Sunday, June 3, 2018

On Pharisees and Closed Hearts

Deuteronomy 5:12-15     2 Corinthians  4:5-12     Mark 2:23-3:6

"Look…. Why are they doing what is not lawful on the Sabbath?"

What was the motivation for this vicious resistance to Jesus? It is easy to condemn the Pharisees as self-righteous villains, and some were, but really, that *spirit is at work in all of us. The Pharisees suffer from the universal human problem: sin. Humans make bad choices and do bad things. We freely choose to sin. Humans are also broken. Our nous/mind is prone to error. Our wounded hearts cause relational disorder. Our unconscious fear, despair and anger spill out in dysfunctional ways. Religious faith can simply become a cover to avoid facing our deepest hurts and insecurities. Instead of repentance or crying out for healing, we become abusive, attempting to control God and others.

The Pharisees wanted to be holy, yet many were blind to Jesus, the Holy One of God among them. In their fervor for the Torah, they read selectively, forgetting that the purpose of God's law was to heal and save people. Instead of embracing salvation, they became self-appointed legalist enforcers, and in the process they cut themselves off from the Lord of Salvation. This is a warning to each of us. Everyone is at risk of losing God for the sake of their beliefs. Legalism takes many shapes and disguises*.

The human condition is the problem. Our beliefs are infected by the  darkness of sin. Our wounded hearts are ruled by passions which blind us. We are afraid; so we try to control. We project onto others what is wrong within us. We are frustrated and angry so we become petty and cruel. Life is hard and we need to feel safe, so we each find our own way to do "the Pharisee thing." Or worse, in an effort to not be Pharisees, we negate spiritual discipline and ignore Jesus' concrete teaching, falsely claiming that God has no expectations about such things.

What to do? Let us hear the text. Jesus starts with human need. We must see the image of God in others. Poor people getting a morsel of food should not be condemned by others for breaking a law that was given in response to human need. Sabbath rest is not an excuse for doing nothing in the face of suffering and human need. Jesus does not advocate lawlessness, He often deepens the demands of Torah. God's will for all people is health and salvation. Humans need nutrition and physical healing. They also need spiritual healing--freedom from sin, freedom from the false mind and freedom from the sinful passions. Jesus did not throw the Torah away. What Jesus said was, "is it right to do good on the Sabbath or evil?" We know the answer, now let's do it.

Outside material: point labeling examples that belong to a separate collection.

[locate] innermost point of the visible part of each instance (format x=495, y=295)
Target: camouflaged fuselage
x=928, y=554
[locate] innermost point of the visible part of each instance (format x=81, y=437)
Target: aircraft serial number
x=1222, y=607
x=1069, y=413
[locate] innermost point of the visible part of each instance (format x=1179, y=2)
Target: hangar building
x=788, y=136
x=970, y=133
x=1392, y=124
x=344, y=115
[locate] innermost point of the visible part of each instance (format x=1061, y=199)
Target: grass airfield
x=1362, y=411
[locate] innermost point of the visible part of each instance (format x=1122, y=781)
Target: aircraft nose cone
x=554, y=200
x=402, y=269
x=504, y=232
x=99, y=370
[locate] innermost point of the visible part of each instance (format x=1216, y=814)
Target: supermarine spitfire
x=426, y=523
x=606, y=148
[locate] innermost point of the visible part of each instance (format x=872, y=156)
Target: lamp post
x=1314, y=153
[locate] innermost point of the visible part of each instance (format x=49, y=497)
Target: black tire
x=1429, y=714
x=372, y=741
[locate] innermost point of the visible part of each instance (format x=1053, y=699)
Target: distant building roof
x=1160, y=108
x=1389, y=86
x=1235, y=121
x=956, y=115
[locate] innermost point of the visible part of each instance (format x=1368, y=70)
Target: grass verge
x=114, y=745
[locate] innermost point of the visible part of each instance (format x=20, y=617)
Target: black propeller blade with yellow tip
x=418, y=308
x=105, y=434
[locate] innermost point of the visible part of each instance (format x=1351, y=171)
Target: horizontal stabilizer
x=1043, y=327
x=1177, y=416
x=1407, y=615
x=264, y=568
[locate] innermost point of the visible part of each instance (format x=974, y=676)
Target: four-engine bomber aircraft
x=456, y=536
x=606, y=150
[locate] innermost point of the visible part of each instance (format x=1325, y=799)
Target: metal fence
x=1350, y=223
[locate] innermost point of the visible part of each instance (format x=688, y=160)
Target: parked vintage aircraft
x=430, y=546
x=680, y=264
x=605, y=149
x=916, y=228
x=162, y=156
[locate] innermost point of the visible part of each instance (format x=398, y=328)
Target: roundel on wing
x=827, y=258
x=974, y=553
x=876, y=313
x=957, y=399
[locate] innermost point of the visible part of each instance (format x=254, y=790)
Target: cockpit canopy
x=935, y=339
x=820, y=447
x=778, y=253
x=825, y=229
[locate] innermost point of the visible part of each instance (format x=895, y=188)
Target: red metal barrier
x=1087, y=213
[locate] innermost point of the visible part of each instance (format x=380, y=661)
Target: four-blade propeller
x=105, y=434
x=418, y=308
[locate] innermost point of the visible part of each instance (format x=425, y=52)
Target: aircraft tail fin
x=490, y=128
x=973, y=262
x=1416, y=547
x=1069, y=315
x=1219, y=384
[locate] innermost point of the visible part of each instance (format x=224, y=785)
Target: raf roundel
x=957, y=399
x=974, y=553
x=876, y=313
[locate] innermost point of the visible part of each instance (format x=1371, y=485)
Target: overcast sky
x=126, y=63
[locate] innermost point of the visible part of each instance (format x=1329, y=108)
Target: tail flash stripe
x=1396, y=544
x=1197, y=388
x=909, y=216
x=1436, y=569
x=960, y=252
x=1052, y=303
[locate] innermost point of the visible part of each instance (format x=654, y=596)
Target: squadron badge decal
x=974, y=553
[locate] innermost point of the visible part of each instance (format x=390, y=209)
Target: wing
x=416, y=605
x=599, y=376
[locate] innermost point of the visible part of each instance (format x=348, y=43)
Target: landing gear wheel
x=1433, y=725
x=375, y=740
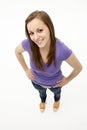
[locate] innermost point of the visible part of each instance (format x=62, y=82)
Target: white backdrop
x=19, y=101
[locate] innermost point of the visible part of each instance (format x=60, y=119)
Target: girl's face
x=39, y=33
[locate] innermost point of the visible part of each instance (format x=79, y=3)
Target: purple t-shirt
x=52, y=74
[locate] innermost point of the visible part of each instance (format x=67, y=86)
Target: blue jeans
x=43, y=95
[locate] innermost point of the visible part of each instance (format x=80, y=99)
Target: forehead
x=35, y=23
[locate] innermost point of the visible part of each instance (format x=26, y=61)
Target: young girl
x=46, y=54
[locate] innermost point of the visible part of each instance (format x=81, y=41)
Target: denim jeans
x=42, y=92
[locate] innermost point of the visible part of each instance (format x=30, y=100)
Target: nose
x=36, y=36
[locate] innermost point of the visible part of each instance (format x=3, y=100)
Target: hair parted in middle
x=36, y=57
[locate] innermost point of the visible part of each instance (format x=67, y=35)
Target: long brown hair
x=36, y=57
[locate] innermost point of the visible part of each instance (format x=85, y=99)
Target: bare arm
x=77, y=67
x=18, y=51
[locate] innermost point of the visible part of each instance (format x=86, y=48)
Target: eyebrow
x=36, y=29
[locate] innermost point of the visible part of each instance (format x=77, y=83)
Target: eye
x=40, y=30
x=31, y=33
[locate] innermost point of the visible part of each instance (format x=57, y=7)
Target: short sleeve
x=26, y=45
x=65, y=51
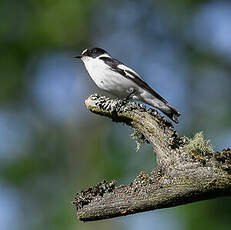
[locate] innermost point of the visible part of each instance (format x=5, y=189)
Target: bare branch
x=184, y=174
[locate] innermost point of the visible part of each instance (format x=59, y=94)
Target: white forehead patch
x=84, y=51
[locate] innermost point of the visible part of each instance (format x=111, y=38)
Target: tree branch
x=187, y=169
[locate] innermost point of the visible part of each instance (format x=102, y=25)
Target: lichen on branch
x=187, y=169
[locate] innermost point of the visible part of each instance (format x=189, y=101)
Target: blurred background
x=51, y=146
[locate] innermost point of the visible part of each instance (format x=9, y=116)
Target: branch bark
x=187, y=170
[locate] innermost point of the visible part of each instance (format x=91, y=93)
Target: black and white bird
x=116, y=78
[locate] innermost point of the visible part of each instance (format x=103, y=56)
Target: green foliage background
x=46, y=157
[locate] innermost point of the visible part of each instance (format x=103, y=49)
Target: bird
x=116, y=78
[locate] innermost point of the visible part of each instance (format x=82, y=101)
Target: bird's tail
x=171, y=112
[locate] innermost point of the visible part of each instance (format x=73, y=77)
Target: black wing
x=117, y=66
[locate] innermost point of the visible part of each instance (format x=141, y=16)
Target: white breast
x=107, y=79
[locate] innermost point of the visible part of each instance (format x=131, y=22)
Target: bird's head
x=92, y=54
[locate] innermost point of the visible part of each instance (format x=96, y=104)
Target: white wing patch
x=103, y=55
x=84, y=51
x=127, y=70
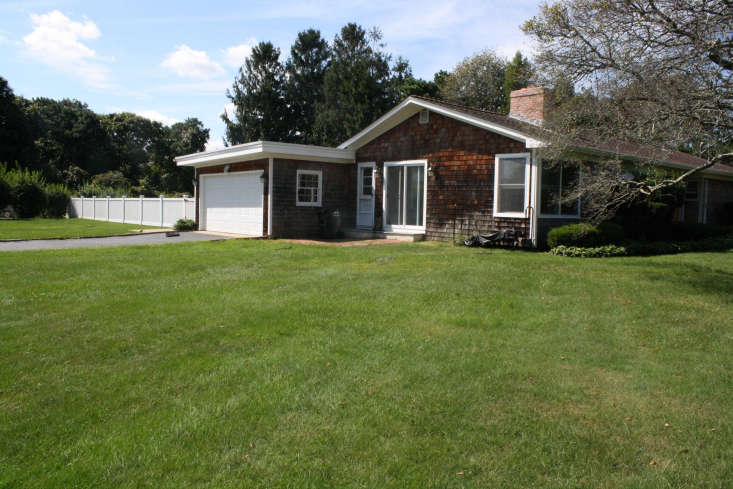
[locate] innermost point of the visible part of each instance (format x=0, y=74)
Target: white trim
x=266, y=149
x=298, y=203
x=202, y=215
x=405, y=228
x=558, y=216
x=359, y=183
x=410, y=106
x=527, y=158
x=270, y=172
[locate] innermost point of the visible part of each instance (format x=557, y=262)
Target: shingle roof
x=621, y=148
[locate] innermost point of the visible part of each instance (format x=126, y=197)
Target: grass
x=61, y=228
x=267, y=364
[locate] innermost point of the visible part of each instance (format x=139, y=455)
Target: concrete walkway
x=135, y=239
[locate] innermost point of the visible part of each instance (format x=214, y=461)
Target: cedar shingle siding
x=462, y=184
x=338, y=193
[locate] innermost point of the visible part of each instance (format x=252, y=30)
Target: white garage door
x=232, y=203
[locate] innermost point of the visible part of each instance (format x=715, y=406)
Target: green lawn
x=256, y=363
x=61, y=228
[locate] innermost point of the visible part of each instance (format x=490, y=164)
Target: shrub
x=57, y=200
x=185, y=225
x=581, y=234
x=646, y=248
x=591, y=252
x=26, y=192
x=92, y=190
x=111, y=179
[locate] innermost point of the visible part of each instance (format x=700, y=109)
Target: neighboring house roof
x=518, y=129
x=266, y=149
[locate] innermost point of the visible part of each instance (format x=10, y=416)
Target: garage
x=232, y=203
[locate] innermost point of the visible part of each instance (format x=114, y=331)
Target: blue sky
x=173, y=60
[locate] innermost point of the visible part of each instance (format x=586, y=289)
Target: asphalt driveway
x=131, y=240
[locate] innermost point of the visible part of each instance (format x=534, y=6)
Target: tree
x=357, y=87
x=405, y=84
x=181, y=138
x=131, y=138
x=14, y=136
x=65, y=134
x=477, y=81
x=258, y=95
x=518, y=74
x=306, y=68
x=655, y=73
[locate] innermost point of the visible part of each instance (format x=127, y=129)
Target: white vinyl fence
x=163, y=212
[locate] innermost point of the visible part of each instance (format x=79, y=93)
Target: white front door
x=365, y=196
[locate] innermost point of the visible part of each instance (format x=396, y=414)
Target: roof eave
x=265, y=149
x=410, y=106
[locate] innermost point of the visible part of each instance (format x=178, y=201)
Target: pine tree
x=258, y=95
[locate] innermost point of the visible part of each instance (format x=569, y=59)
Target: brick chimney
x=531, y=104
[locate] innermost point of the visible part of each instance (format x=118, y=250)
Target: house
x=425, y=169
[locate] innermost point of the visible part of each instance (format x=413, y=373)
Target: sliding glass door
x=404, y=198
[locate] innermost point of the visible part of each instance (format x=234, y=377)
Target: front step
x=367, y=234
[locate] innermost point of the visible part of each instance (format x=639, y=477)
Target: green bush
x=185, y=225
x=591, y=252
x=93, y=190
x=26, y=191
x=581, y=234
x=57, y=200
x=647, y=248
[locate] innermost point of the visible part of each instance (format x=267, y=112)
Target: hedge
x=645, y=248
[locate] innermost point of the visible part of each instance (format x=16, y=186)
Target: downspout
x=534, y=185
x=270, y=175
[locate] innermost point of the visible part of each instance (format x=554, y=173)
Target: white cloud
x=228, y=109
x=234, y=56
x=154, y=115
x=189, y=63
x=57, y=41
x=215, y=142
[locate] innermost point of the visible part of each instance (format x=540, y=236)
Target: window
x=559, y=180
x=404, y=195
x=510, y=185
x=366, y=181
x=308, y=189
x=691, y=191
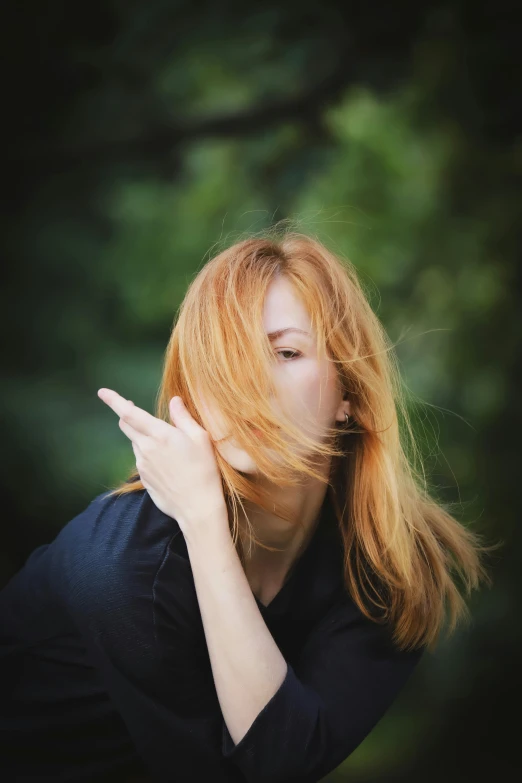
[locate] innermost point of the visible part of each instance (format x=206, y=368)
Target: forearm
x=247, y=666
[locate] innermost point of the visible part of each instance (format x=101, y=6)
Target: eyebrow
x=279, y=332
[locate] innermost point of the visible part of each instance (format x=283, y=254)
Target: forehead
x=283, y=309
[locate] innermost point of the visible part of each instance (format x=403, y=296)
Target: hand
x=176, y=463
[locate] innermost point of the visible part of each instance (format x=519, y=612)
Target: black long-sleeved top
x=105, y=672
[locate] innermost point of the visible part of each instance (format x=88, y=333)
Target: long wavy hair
x=405, y=555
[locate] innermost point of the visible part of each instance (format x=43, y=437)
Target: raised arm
x=283, y=722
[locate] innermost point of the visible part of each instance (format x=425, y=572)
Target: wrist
x=210, y=532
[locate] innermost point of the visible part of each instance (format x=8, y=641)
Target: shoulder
x=114, y=548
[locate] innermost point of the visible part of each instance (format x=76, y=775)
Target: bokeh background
x=142, y=136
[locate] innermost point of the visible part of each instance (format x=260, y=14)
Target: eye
x=295, y=355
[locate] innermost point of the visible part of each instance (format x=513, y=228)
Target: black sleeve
x=346, y=677
x=161, y=694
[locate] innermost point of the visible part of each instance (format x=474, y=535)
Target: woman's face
x=308, y=389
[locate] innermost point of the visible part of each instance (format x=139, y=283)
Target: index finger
x=139, y=419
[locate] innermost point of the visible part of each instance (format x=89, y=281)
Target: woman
x=250, y=601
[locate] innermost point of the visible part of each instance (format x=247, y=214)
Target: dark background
x=137, y=135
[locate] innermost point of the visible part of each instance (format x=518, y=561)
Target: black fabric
x=105, y=673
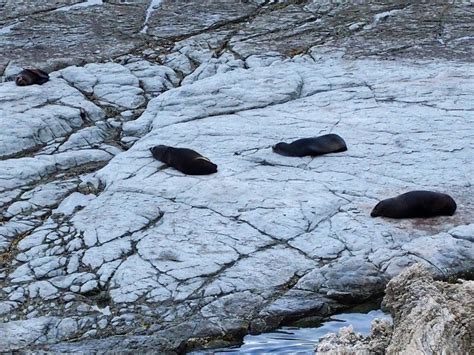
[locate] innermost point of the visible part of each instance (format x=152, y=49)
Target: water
x=300, y=340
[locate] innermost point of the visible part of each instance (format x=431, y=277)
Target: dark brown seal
x=31, y=76
x=185, y=160
x=328, y=143
x=416, y=204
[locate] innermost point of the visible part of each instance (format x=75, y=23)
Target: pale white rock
x=18, y=334
x=96, y=256
x=110, y=83
x=42, y=289
x=265, y=235
x=72, y=202
x=223, y=64
x=154, y=78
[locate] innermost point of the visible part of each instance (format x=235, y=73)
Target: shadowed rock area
x=103, y=247
x=429, y=317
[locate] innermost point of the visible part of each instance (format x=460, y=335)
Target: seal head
x=31, y=76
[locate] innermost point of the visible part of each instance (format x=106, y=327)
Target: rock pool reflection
x=300, y=340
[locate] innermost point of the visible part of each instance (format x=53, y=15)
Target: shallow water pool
x=300, y=340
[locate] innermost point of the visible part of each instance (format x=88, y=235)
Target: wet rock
x=429, y=317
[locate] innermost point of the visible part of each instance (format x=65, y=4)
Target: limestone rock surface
x=430, y=317
x=104, y=245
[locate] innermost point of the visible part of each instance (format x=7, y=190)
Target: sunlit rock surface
x=99, y=240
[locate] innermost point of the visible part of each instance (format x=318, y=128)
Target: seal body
x=31, y=76
x=416, y=204
x=328, y=143
x=185, y=160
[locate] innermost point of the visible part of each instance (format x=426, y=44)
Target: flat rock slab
x=99, y=239
x=137, y=248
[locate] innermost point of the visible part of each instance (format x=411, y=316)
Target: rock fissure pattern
x=99, y=240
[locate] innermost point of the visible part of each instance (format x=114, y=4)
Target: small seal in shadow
x=416, y=204
x=328, y=143
x=31, y=76
x=185, y=160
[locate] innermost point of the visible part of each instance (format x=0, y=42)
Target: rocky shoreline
x=102, y=248
x=429, y=317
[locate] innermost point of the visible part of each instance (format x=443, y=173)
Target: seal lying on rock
x=185, y=160
x=415, y=204
x=31, y=76
x=329, y=143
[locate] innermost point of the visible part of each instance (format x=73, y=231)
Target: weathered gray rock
x=429, y=317
x=97, y=238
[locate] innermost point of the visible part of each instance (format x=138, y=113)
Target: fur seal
x=416, y=204
x=185, y=160
x=328, y=143
x=31, y=76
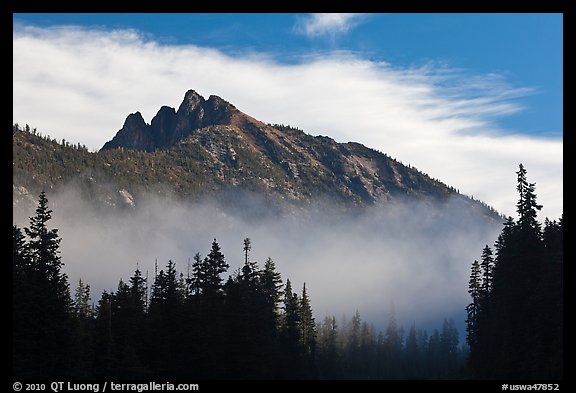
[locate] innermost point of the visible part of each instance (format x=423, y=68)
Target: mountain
x=208, y=148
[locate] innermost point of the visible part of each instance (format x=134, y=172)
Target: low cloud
x=326, y=25
x=80, y=85
x=416, y=256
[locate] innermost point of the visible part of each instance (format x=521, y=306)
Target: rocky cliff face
x=170, y=126
x=208, y=147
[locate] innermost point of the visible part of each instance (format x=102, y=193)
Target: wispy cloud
x=81, y=84
x=326, y=25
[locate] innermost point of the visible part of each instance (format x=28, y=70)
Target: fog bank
x=416, y=256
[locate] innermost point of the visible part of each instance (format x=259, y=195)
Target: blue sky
x=463, y=97
x=525, y=48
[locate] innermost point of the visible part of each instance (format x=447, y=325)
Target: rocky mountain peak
x=169, y=126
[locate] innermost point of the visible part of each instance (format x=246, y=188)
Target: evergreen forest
x=253, y=324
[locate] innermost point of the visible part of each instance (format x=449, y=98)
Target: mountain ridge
x=208, y=146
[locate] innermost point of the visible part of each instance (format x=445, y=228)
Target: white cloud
x=318, y=25
x=81, y=84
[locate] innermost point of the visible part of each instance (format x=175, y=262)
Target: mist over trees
x=252, y=324
x=196, y=324
x=514, y=324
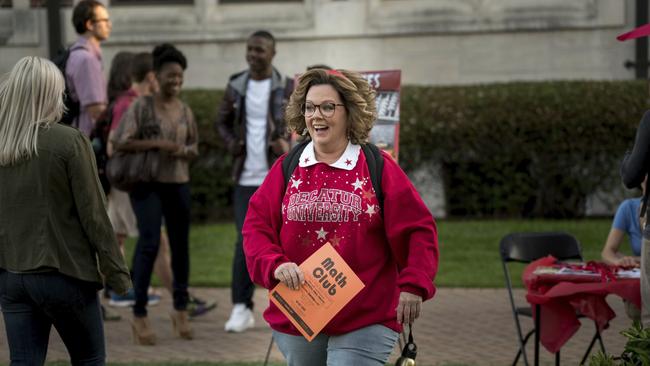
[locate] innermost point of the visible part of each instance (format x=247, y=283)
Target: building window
x=257, y=1
x=151, y=2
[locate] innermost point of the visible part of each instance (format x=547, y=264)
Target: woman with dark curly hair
x=392, y=247
x=164, y=124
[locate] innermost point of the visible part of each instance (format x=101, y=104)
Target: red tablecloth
x=561, y=295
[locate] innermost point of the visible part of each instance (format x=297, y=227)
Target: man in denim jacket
x=251, y=123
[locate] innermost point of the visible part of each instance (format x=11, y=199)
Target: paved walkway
x=460, y=326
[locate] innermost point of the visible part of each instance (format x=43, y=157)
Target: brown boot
x=181, y=324
x=142, y=332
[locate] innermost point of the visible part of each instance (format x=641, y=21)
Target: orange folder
x=329, y=285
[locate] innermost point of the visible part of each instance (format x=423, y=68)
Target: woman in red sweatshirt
x=392, y=247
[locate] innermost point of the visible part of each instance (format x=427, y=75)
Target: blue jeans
x=369, y=346
x=151, y=202
x=32, y=303
x=241, y=288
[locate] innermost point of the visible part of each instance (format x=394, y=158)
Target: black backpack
x=374, y=159
x=99, y=139
x=72, y=107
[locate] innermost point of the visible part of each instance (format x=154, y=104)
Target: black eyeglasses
x=326, y=109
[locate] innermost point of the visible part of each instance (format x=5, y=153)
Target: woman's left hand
x=408, y=308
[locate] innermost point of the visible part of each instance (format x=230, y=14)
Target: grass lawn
x=469, y=254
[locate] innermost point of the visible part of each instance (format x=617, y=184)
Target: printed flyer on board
x=329, y=285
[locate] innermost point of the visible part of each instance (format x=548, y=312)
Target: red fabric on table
x=559, y=296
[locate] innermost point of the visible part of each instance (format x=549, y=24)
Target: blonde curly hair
x=354, y=90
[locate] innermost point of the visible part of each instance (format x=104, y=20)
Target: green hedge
x=517, y=149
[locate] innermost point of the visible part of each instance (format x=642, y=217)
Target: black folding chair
x=526, y=248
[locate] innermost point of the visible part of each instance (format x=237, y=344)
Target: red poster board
x=385, y=133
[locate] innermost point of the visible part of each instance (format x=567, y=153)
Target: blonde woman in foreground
x=56, y=241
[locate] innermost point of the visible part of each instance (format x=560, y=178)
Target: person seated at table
x=626, y=221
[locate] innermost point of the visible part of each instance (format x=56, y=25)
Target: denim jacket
x=231, y=117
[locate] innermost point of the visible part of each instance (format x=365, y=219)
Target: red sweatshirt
x=393, y=252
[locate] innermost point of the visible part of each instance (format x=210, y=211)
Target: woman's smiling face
x=327, y=127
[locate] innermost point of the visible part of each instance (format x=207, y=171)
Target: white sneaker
x=241, y=319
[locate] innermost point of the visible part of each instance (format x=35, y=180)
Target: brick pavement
x=460, y=326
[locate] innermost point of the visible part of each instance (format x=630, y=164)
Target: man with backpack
x=85, y=81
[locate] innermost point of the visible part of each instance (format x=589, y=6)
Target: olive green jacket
x=53, y=213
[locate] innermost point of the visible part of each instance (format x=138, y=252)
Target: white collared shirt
x=347, y=161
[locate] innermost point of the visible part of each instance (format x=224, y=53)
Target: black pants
x=242, y=288
x=152, y=201
x=32, y=303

*after writing this I read the following, which illustrates the pharisaical spirit in a non-religious setting.
"Ignorance of this religious dimension leaves the adherents of woke social justice especially prone to the pitfalls that the traditionally religious are familiar with. Many stumble. They become the preachers and church ladies of wokeness: smug, sanctimonious, uncharitable and unforgiving — always ready to take offense and call someone out. And there is no shortage of people willing to undertake the task. What are we to make of the priests of this harsh religion?"